間章 上層時の世界
間話 とある管理職の業務
まえがき
間話がしばらく続きます。
一面目が痛くなるような白に囲まれた部屋にそれは居た。
誰もが見惚れるような傾国の美貌に整えられた肉体美、頭上には神々しい輪が浮かび背中からはこの世の穢れを一才知らないかのような純白の翼が一対
それはまさに神話に語られる天使そのものであった。
「はぁ〜ダルイっすね〜、人類もダンジョンを警戒して全然入らないしお話にならないっすよ。宝箱の補充業務もほぼ無いし、モンスターも補充だけで間引きされないからそろそろ臨界点っすよ?これじゃあ例の件より先に滅んじゃうんじゃ無いっすかね〜。一部の神々が説明すべきだと提唱したのに無視するからこんな事になるんっすよ。封鎖前に入った数少ない人達も夢みがちで油断ばっか、もう5人も残ってないし…」
純白の壁に張り巡らされたモニターと向き合いシステムの調整を繰り返していく。
「No.48ダンジョン96階層は魔物生成が少なすぎるっすね、平均一日3体から5体にして様子を見るっす。逆に59階層は多すぎ…100体の所を90でやっときますか。No.184ダンジョンは…」
業務に励む彼女であったが、そこに一つの通知が届いた。
「む?何の通知っすかね…え、もう上層の踏破者が現れたんすか!?しかもソロ、早すぎるっす。場所はNo.0ダンジョンっすね、えっと対象のステータスは…

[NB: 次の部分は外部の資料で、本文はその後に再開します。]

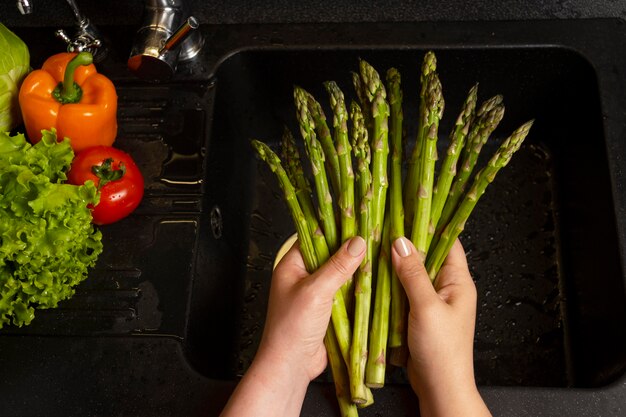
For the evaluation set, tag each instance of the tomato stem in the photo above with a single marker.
(106, 173)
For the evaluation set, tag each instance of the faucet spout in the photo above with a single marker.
(25, 6)
(166, 36)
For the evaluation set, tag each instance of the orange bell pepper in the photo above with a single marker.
(67, 93)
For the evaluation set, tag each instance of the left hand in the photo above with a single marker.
(300, 306)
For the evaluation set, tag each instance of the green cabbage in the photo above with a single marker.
(47, 241)
(14, 65)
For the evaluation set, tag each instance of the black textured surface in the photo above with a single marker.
(56, 12)
(135, 374)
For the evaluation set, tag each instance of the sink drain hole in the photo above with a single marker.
(217, 225)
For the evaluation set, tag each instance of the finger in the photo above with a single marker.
(292, 263)
(411, 271)
(454, 282)
(341, 266)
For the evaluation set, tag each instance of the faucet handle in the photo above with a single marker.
(80, 43)
(180, 34)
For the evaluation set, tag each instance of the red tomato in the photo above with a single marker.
(117, 177)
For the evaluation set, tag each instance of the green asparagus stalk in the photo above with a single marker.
(377, 97)
(316, 157)
(289, 193)
(428, 157)
(363, 286)
(379, 332)
(344, 153)
(339, 315)
(346, 173)
(456, 225)
(323, 133)
(293, 166)
(429, 66)
(361, 94)
(447, 172)
(398, 313)
(487, 119)
(340, 376)
(340, 328)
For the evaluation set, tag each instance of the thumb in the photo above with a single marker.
(410, 269)
(341, 266)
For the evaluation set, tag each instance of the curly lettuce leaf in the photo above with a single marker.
(47, 241)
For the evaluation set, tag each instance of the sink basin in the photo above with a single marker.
(183, 282)
(545, 260)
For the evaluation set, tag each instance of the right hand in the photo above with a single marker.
(440, 331)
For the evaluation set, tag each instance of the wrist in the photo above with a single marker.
(280, 368)
(441, 397)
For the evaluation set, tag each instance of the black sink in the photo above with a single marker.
(176, 304)
(546, 261)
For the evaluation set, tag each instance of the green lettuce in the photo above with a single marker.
(14, 66)
(47, 241)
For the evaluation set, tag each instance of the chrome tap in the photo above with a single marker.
(166, 37)
(24, 6)
(87, 38)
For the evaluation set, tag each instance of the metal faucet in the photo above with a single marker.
(166, 36)
(87, 37)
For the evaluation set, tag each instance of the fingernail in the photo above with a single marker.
(356, 246)
(401, 246)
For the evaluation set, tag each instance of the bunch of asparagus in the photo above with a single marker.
(362, 338)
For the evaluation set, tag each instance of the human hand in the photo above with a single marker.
(292, 351)
(300, 307)
(440, 332)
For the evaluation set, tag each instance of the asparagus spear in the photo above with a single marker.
(323, 133)
(293, 166)
(429, 66)
(398, 296)
(376, 95)
(447, 171)
(428, 156)
(379, 332)
(316, 157)
(302, 227)
(488, 117)
(363, 287)
(456, 225)
(344, 153)
(341, 326)
(361, 94)
(340, 375)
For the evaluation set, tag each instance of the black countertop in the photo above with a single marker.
(84, 375)
(121, 12)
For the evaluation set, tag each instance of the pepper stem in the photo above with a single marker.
(69, 91)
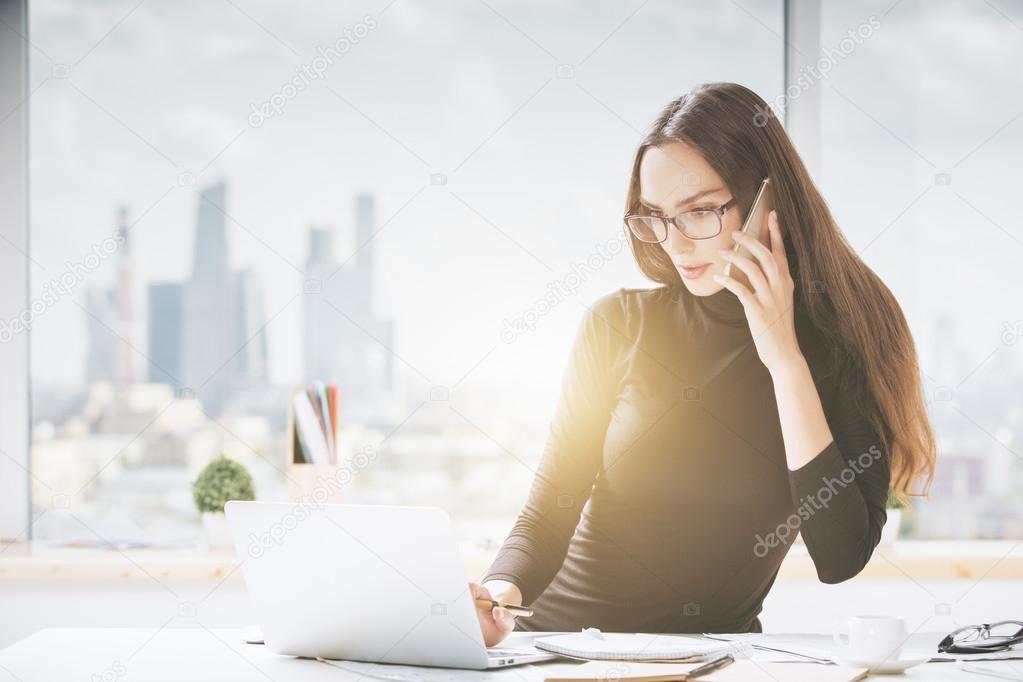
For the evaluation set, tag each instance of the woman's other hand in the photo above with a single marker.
(496, 623)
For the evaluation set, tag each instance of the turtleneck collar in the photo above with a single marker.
(722, 306)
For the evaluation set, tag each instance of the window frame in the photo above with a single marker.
(801, 37)
(15, 503)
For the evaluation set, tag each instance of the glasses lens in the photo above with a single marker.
(701, 224)
(647, 228)
(1005, 630)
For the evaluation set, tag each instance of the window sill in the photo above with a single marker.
(998, 559)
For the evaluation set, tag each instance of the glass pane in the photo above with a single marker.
(921, 138)
(379, 194)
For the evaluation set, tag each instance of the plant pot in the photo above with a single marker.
(218, 534)
(890, 532)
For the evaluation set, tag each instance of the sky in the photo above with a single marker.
(531, 111)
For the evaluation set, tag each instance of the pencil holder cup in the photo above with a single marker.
(318, 484)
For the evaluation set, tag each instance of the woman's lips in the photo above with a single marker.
(693, 272)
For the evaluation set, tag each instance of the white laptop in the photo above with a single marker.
(382, 584)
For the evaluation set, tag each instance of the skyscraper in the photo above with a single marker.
(346, 343)
(210, 327)
(251, 361)
(166, 307)
(100, 354)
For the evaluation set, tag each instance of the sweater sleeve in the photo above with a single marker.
(841, 494)
(535, 549)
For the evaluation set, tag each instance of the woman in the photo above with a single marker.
(705, 422)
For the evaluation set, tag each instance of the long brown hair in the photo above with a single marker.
(738, 135)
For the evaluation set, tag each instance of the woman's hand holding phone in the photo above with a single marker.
(768, 298)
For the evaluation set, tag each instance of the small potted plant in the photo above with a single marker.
(221, 481)
(895, 506)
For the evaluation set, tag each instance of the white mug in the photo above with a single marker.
(874, 637)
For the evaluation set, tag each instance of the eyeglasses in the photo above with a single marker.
(983, 638)
(696, 224)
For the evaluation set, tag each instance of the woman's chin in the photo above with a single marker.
(702, 285)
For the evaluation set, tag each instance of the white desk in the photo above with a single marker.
(195, 654)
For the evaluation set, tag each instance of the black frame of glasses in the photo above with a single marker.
(948, 645)
(674, 221)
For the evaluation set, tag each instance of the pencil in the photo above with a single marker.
(515, 608)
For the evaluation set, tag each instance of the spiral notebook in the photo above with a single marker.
(591, 644)
(741, 671)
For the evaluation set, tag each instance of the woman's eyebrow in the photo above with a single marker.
(683, 201)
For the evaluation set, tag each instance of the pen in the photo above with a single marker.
(515, 608)
(716, 664)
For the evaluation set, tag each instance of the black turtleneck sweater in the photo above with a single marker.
(663, 501)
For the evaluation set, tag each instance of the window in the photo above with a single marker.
(232, 198)
(920, 133)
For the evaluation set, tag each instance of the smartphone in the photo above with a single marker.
(756, 225)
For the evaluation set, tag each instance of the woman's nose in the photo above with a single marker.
(678, 242)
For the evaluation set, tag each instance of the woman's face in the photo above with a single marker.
(674, 178)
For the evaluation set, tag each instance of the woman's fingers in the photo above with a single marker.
(760, 253)
(495, 623)
(753, 273)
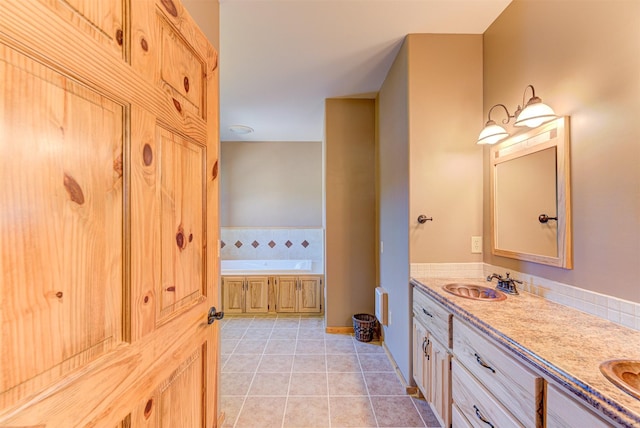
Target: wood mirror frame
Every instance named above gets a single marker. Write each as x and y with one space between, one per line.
524 189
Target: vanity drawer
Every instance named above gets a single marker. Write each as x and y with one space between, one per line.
433 316
511 383
477 405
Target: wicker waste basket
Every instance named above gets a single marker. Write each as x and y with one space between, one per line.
364 326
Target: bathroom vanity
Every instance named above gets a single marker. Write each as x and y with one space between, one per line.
522 361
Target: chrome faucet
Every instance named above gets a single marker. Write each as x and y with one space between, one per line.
508 285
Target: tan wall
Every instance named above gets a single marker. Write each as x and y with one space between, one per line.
429 164
583 59
445 164
350 263
206 13
271 184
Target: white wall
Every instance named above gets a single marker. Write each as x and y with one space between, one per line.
271 184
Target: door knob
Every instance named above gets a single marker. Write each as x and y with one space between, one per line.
213 315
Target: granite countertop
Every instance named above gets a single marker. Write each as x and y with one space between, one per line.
565 344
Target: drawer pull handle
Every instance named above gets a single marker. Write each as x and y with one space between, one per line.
482 418
483 364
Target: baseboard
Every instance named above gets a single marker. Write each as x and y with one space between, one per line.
339 330
410 390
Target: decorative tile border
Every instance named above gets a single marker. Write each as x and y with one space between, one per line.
240 243
620 311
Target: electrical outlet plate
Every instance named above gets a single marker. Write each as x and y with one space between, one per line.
476 244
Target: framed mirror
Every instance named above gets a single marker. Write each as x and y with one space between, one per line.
530 196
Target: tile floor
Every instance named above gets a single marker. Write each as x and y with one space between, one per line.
287 372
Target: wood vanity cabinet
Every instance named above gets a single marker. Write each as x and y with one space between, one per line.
301 294
245 294
491 387
431 354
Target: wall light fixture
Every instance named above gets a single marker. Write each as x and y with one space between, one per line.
534 113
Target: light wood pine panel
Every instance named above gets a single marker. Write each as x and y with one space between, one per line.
61 219
104 389
102 20
309 294
257 294
182 197
287 293
233 294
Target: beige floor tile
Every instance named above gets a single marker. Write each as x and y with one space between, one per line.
396 412
346 384
340 346
231 406
375 363
276 364
242 363
250 346
386 383
262 412
281 346
307 412
308 384
343 363
271 384
235 383
351 412
369 347
310 347
284 333
309 363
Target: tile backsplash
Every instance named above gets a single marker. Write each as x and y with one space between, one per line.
240 243
617 310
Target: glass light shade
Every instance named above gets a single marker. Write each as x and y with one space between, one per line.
492 133
534 114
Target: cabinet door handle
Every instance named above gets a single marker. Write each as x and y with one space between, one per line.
483 364
482 418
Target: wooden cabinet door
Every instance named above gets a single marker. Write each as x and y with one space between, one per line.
257 294
108 210
233 294
309 294
287 293
440 377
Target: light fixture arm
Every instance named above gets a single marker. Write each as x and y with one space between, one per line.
505 121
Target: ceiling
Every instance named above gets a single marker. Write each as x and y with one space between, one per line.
280 59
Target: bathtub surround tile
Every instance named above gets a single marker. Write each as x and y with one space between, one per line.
308 412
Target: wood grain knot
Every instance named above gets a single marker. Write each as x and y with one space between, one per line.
119 36
147 154
180 240
117 165
170 7
176 103
74 189
214 171
147 408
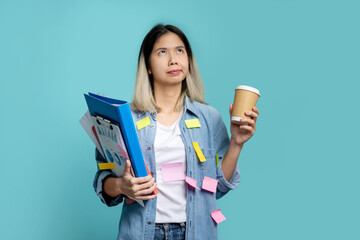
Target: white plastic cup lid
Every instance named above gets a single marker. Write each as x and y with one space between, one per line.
248 88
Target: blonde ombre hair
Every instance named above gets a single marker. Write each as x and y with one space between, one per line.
192 85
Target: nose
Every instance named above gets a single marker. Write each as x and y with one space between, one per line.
172 59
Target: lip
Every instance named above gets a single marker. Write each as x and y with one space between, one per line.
174 72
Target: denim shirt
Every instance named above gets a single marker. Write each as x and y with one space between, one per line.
138 222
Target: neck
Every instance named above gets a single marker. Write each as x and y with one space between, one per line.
166 97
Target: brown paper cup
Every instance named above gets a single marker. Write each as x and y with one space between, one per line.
245 99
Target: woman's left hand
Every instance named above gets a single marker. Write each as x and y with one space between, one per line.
242 133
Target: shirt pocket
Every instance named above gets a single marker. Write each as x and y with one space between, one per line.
208 168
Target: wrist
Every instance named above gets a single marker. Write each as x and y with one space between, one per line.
235 144
118 186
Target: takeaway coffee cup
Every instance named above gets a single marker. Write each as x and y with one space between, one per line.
245 99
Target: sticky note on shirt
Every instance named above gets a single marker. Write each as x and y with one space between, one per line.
192 182
199 152
192 123
143 123
104 166
218 216
209 184
173 172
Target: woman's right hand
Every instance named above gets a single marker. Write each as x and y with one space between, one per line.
135 187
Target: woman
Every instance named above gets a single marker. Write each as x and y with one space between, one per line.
169 90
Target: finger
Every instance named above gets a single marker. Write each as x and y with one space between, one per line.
141 180
248 128
147 197
250 122
146 185
127 170
251 114
146 191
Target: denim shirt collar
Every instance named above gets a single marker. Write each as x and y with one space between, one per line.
188 106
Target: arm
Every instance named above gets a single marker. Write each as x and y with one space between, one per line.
239 135
111 190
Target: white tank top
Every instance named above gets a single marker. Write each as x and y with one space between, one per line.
171 199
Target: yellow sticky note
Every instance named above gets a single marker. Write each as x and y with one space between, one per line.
104 166
143 123
192 123
199 152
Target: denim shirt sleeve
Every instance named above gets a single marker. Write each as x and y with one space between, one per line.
100 176
222 142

レベル115!?中層中盤〜終盤のレベルじゃないっすか!しかも我流武術スキル持ち!?魔法も二属性持ちで探索系スキルも豊富…典型的なソロのオールラウンダータイプっすけどシステム的にはあり得ないはずっす!一体何で…称号『魔石喰い』ィ〜!?あのネタで作られた称号をやったやつがいたんすか!?
流石HENTAIの国とでも言うべきっすかね、取り敢えずステータスは納得出来たんすけど…」
その人間のダンジョン内部での記録を見るがまぁ予想通りとでも言おうか…
「やっぱり高レベルの者が低い階層にいるのはあまり好ましく無いっすね、ダンジョンの目的にもそぐわないっす。幸いにもダンジョンから出たがっている意思も確認できないっすから怨むなら自分を怨んでくれっす」
管理者権限で転移罠を作成、現在対象がいる21階層から中層の中盤あたりである41階層までの直通ルートを足元に仕掛ける。
「ちょうど彼が倒してたオーガの特殊個体の本来のポップ場所っすね、ここなら彼もより強くなるはずっす。」
彼が転移したのを確認してから通常の業務へと戻る。
「ここからより過酷な生存競争が始まるけど彼は上手いこと生き残りそうっすね。案外彼みたいな人を英雄と呼ぶんすかね〜」
ダンジョンの管理のためだけに生み出された彼女はいまだ英雄を知らずにいる。
それと同時に彼女は一際赤いボタンをクリックしてとあるシステムを起動する。
臨界点以上のダンジョンで同時にスタンピートが発生する。
「『人類育成試練システムNo.1スタンピード』起動、今からなら地上に出るまでに3日ってとこすかね」
彼女が今回打った一手が今後の彼にどのような影響をもたらすかは不明だが…
「他の人も彼に続いて命懸けで強くならないとカミサマに滅ぼされちゃうっすよ?」
彼女は白い部屋で楽しそうに笑っていた。